I can't say i haven't been warned.
This is a very moving fic. I literally cried a river.
midnightmocha
#7
Chapter 6: the letters make me weep I SWEAR THIS IS SO DAMN SAD ㅠㅠ
hzhfobsessed
#8
Chapter 8: It’s 2:36 and I’m crying

I read this in one sitting when I honestly probably should have closed out as soon as Hyesung had that panic attack but no O wanted to torture myself like this

But this was honestly one of the best fics I’be read, to date. It was too real (although let’s hope peace sustains!!) And idk I just

Can’t imagine
bottledaffection
#9
Chapter 8: one word to describe this story. AWESOME!!!! i am not really much a fun of war stories and dying people in the story but this one got me and you really have to be responsible for making me cry by killing them T____T just like every other comments the emotions were there like i was watching this in a movie and with that you are truly remarkable writer i cant wait to read more works from you. thank you for sharing this!
bbbrdwngs82
#10
I had so many emotions while reading this that I had to wait, process them then come back to comment.

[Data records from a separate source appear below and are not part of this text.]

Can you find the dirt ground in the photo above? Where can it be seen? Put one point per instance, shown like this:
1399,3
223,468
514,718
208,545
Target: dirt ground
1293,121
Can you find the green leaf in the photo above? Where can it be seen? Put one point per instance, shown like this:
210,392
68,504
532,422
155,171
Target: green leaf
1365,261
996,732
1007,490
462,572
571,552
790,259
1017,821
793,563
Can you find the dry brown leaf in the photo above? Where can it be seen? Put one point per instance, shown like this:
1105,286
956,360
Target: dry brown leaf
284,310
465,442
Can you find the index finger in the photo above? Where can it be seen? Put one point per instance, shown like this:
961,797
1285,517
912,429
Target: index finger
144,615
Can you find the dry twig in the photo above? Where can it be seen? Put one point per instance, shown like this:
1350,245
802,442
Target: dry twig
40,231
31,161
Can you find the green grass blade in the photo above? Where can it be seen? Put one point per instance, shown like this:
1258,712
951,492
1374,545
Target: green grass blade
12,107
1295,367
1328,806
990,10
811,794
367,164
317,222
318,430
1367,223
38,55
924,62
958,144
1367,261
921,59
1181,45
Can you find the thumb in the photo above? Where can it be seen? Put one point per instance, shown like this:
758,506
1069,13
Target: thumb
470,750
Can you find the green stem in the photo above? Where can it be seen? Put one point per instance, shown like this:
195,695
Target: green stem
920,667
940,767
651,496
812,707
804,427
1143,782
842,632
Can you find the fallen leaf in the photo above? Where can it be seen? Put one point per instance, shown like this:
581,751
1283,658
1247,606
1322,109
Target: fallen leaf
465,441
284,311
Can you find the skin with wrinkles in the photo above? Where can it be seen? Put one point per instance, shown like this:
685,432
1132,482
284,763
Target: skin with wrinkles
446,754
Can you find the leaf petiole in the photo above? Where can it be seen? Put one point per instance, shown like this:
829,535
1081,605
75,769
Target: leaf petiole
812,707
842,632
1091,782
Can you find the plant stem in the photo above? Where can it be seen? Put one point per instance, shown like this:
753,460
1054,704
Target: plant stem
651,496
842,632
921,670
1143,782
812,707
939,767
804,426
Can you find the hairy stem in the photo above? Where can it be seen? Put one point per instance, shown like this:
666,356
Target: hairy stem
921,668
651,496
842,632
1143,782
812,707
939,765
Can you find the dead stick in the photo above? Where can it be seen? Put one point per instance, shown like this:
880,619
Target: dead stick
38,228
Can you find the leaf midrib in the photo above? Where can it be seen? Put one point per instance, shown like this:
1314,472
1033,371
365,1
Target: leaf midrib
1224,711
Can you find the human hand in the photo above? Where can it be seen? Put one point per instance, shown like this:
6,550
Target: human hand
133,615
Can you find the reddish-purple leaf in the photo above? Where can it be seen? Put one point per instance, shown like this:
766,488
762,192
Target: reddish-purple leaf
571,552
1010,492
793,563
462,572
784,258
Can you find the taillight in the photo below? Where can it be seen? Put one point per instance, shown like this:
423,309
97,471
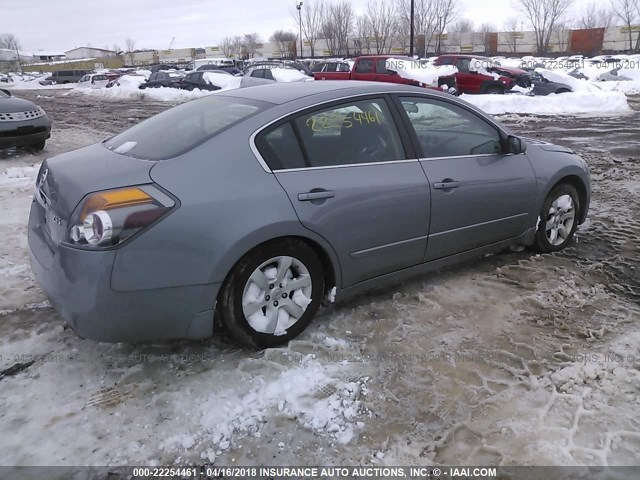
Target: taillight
108,218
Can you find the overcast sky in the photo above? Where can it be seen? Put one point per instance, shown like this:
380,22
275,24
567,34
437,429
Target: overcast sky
60,25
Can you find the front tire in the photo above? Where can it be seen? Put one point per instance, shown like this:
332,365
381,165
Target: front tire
558,219
272,294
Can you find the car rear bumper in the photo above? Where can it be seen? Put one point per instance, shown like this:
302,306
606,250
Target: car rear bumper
28,132
77,283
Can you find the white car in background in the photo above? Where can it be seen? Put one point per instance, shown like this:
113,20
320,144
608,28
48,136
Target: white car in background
94,80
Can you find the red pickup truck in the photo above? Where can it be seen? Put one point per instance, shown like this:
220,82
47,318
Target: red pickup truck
373,68
478,74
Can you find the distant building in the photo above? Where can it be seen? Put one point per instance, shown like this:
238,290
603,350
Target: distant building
89,52
47,56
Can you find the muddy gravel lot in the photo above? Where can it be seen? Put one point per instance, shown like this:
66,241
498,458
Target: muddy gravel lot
514,359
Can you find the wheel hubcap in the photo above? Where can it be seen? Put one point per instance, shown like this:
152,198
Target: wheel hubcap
276,295
560,219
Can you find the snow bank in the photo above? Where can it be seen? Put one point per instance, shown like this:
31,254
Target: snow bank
576,84
29,82
420,71
574,103
129,88
222,80
289,75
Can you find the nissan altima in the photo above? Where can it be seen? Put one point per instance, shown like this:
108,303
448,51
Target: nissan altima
248,209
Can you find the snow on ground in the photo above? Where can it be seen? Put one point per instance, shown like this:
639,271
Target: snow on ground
577,85
32,82
574,103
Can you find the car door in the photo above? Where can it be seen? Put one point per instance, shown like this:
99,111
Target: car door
479,195
350,181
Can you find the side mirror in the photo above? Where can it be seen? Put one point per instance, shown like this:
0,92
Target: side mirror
516,145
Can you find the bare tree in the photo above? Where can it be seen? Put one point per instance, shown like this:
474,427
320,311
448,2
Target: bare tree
463,25
362,42
130,46
283,39
227,47
312,16
544,15
251,44
236,46
628,11
560,35
381,17
10,42
597,16
512,25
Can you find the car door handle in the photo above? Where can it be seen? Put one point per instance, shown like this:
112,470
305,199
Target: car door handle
316,195
446,185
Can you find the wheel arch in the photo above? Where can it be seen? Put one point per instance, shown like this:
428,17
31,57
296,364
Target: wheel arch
577,183
330,264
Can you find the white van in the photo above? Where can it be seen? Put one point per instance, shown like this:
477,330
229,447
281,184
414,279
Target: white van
219,62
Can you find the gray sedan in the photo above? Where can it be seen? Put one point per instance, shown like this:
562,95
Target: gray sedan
248,209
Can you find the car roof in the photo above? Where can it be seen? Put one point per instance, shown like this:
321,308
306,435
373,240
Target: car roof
283,92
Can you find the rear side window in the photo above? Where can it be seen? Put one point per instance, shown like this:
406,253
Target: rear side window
182,128
280,149
351,133
364,66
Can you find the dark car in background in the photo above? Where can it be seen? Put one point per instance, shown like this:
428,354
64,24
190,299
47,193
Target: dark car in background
66,76
330,67
171,79
22,123
542,86
196,80
231,70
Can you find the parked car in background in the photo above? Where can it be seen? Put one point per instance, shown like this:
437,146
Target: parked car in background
93,80
375,68
171,79
22,123
543,86
319,190
265,73
210,80
477,74
231,70
67,76
320,67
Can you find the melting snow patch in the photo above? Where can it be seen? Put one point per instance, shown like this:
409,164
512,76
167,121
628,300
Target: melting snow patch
294,394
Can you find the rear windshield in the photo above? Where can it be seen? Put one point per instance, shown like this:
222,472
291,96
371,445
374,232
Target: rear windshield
178,130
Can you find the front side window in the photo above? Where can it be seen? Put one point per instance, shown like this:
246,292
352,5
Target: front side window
447,130
178,130
356,132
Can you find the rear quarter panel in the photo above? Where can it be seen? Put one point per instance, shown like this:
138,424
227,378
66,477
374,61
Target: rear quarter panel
229,204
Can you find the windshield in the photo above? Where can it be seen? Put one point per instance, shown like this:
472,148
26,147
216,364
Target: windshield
182,128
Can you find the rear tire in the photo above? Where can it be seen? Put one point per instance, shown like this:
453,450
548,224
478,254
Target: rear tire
558,219
253,306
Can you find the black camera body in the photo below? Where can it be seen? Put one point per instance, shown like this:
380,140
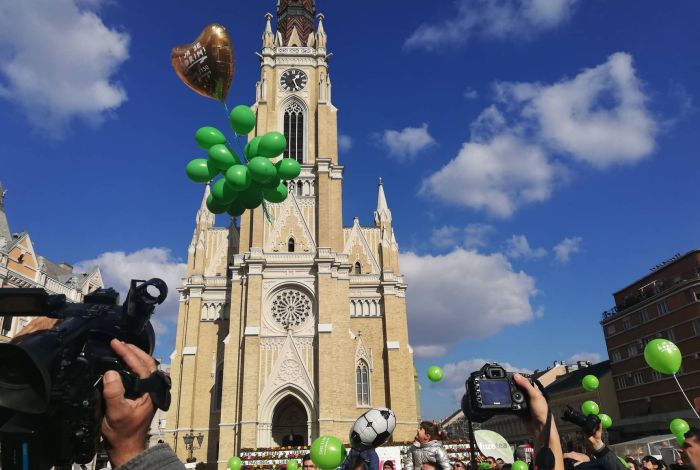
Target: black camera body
588,423
490,391
51,405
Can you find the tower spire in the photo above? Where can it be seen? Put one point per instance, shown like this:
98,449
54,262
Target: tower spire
382,214
4,226
295,14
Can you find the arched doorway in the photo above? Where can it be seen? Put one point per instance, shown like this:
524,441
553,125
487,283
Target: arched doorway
289,423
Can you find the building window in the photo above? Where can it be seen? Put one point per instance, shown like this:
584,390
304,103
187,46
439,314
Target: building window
362,372
219,389
5,325
638,378
621,382
643,315
294,131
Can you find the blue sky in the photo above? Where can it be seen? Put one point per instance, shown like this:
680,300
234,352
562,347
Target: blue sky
537,155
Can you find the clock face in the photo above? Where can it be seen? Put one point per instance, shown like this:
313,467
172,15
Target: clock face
293,80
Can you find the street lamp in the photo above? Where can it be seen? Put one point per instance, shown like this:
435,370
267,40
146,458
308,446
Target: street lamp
189,439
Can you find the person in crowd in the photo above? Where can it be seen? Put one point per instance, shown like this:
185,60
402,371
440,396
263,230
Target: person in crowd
431,450
368,457
691,449
307,463
602,454
650,463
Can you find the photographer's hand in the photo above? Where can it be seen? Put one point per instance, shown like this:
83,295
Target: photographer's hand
126,422
539,410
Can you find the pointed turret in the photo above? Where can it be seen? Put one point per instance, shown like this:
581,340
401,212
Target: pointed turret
4,226
295,15
382,215
268,35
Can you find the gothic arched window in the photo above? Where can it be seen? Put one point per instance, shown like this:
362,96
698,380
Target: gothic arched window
362,373
294,131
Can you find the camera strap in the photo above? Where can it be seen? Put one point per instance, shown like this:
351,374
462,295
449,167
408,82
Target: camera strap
545,457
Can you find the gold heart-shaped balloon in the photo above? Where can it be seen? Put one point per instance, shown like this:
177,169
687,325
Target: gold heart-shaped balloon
206,65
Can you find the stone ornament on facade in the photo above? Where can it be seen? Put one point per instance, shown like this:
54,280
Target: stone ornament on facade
291,308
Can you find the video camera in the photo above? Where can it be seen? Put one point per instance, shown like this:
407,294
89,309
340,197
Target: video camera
490,391
51,405
588,423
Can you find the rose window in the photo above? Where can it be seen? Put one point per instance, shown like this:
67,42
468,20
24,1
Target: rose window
291,308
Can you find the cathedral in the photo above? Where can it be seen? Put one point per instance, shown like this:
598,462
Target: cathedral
290,325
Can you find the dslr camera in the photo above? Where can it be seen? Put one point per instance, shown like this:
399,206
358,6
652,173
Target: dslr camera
51,405
491,391
588,424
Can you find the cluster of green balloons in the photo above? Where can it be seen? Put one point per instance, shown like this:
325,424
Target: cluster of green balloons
435,373
678,428
328,452
243,186
591,383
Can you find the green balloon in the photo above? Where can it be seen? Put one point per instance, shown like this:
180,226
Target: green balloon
288,168
272,144
214,206
663,356
679,427
238,177
200,170
242,119
251,148
222,158
328,452
590,383
251,197
207,137
236,208
223,192
590,408
435,373
235,463
278,194
262,170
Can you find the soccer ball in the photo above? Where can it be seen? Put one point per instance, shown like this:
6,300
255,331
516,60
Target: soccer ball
372,429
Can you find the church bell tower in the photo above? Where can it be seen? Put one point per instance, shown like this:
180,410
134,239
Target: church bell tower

Shinhwa, known by many names, including band of Brothers.....
I can see it going like this. It broke my heart, made me cry, laugh occasionally but overall I was a little broken by the time I finished the story. Not in a bad way, but more cathartic. I was able to let out sadness I've had locked away for awhile.
Thank you for tackling such a difficult situation and making it so realistic, even when it was dirty and depressing.